Corak Penafsiran Al-Kasysyaf
Al-Zamakhsyari merupakan salah seorang yang memiliki kemampuan
dalam bidang ilmu pengetahuan, terutama dalam bidang bahasa arab, balaghah dan
pengetahuan tentang syair-syair, ilmu bayan, I’rob dan sastra. Oleh karena itu,
dalam menafsirkan ayat al-Qur’an ia lebih menggunakan pendekatan bahasa,
sehingga kitab tafsir al-kasysyafnya memiliki satu corak tafsir yang sangat
kental yaitu corak tafsir lughawi (bahasa).
Berikut beberapa bentuk corak al-Zamakhsyari dalam menafsirkan
ayat-ayat al-Qur’an secara Balaghah:
A.
Dalam al-Qur’an surat al-Mursalat ayat 13 al-Zamakhsyari
menggunakan konsep tasybih mufrod.
B.
Pada surat Thaha ayat 15-16 al-Zakhmasyari menafsirkannya dengan
menggunakan konsep majaz mursal yaitu konsep yang menggunakan setiap kata pada
kontek diluar maknanya karena hubungan yang tidak serupa serta diikuti dengan
sesuatu yang mencegah dari keinginan terhadap makna yang asli.
Hubungan-hubungan tersebut bisa bersifat sebab, akibat, parsial, universal,
lokasi, tempat serta penjelasan apa yang telah berlalu dan penjelasan apa yang
akan terjadi.
C.
Hal yang serupa juga dilakukan oleh al-Zamakhsyari dalam
menafsirkan ayat al-Qur’an yang terdapat pada surat Yunus ayat 14. Dengan
menggunakan konsep isti’aroh, yaitu meminjam suatu kata untuk digunakan dalam
pengertian yang lain.
D.
Pada surat al-Baqarah ayat 26, al-Zamakhsyari menafsirkan ayat
tersebut dengan menggunakan konsep majaz ‘aqli, dengan menyandarkan perbuatan
atau sesuatu yang berkonotasi perbuatan kepada yang bukan pelakunya.

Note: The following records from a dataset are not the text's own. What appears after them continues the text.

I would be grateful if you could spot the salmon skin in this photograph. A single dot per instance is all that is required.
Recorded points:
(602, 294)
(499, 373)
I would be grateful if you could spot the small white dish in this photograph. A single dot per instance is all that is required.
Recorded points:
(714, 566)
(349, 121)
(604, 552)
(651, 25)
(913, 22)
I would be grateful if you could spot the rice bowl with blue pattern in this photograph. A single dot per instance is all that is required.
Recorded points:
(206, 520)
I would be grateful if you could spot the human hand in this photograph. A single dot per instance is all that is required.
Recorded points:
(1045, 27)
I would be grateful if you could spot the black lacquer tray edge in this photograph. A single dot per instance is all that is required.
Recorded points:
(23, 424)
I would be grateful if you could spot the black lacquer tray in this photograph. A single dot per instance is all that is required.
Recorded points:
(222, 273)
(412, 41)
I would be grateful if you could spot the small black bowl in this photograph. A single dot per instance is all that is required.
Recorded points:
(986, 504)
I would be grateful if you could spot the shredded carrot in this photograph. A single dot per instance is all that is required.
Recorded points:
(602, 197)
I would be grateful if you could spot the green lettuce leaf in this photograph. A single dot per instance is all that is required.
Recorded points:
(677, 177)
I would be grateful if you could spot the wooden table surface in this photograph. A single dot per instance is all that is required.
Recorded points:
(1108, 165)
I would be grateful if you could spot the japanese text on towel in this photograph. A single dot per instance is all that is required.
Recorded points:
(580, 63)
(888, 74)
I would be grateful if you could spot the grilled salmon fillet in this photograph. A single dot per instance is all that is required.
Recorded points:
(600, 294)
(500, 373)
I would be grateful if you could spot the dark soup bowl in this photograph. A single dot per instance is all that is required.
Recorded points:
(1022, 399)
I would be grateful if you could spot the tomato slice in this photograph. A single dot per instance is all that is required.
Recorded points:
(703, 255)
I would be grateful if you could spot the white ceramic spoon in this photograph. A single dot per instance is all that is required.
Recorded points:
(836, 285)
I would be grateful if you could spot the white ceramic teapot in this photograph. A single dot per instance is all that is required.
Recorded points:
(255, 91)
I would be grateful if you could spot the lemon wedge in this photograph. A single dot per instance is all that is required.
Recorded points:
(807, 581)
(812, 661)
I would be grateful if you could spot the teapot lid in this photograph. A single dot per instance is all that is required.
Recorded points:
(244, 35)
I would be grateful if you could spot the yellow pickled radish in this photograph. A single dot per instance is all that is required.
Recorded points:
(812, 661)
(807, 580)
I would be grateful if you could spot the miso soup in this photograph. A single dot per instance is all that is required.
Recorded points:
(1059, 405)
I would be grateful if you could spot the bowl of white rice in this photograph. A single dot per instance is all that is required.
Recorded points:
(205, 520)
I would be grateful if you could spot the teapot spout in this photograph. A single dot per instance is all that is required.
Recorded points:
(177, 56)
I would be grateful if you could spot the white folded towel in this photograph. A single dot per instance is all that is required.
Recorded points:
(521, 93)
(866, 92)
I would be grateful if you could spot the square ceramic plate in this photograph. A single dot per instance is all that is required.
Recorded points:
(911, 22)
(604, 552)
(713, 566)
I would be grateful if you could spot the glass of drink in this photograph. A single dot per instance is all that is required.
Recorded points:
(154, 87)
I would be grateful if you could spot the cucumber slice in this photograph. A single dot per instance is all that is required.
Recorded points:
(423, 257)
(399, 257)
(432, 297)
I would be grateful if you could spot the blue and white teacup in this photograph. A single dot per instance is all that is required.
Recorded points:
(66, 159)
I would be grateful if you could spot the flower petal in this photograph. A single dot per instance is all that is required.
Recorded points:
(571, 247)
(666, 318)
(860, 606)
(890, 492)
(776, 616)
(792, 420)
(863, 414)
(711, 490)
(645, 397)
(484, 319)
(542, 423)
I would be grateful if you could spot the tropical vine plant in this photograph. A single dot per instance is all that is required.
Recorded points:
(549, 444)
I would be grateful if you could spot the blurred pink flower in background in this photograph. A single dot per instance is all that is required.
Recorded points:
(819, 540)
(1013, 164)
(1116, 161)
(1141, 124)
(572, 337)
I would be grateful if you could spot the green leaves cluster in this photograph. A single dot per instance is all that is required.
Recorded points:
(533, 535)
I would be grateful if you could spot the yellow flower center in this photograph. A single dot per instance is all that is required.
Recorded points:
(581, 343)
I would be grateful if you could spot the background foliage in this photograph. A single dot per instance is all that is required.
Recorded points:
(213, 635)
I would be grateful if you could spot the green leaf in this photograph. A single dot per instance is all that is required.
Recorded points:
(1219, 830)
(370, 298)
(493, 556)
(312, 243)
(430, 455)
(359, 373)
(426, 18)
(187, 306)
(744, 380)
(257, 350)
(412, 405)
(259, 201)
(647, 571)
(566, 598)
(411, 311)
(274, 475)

Hal
dilakukan atas dasar adanya hubungan yang disertai dengan sesuatu yang
mencegahnya untuk dapat disandarkan secara hakiki. Majaz aqal ini bisa dalam
bentuk sebab, waktu, tempat, mashdar, maupun lain-lain yang terkait dengan
perbuatan.
Dengan demikian, az-Zamakhsyari dalam menafsirkan ayat-ayat al-Qur’an
dengan lebih berpijak pada pendekatan balaghah, ma’ani dan ilmu-ilmu bahasa
lainnya memberikan sebuah indikasi bahwa ia lebih cenderung memaknai Kalamullah
secara Antroposentris (sebuah pandangan yang bertitik pada asumsi bahwa manusia
yang cenderung melihat hal-hal secara lahiriah).
H.
Karakteristik Penafsiran
Latar belakang
al-Zamakhsyari sebagai seorang pakar bahasa arab memiliki pengaruh yang sangat
besar dalam penulisan kitab tafsir. Dalam penafsirannya Al-Zamakhsyari
menggunakan pendekatan bahasa, sehingga kitab tafsir al kasysyaf ini memiliki
satu corak tafsir yang sangat kental, yaitu corak Lugawi (bahasa). Disamping
kapasitas keilmuan al-zamakhsyari dalam bidang bahasa dan sastra arab, faktor
lain yang menyebabkan al kasysyaf disusun dengan corak bahasa adalah minat
penduduk masriq kepada ke susestraan arab lebih besar dibandingkan dengan
penduduk magrib. Selain itu, karakteristik lain yang menonjol dalam tafsir al
kasysyaf adalah adanya kecenderungan pada paham muta’zilah.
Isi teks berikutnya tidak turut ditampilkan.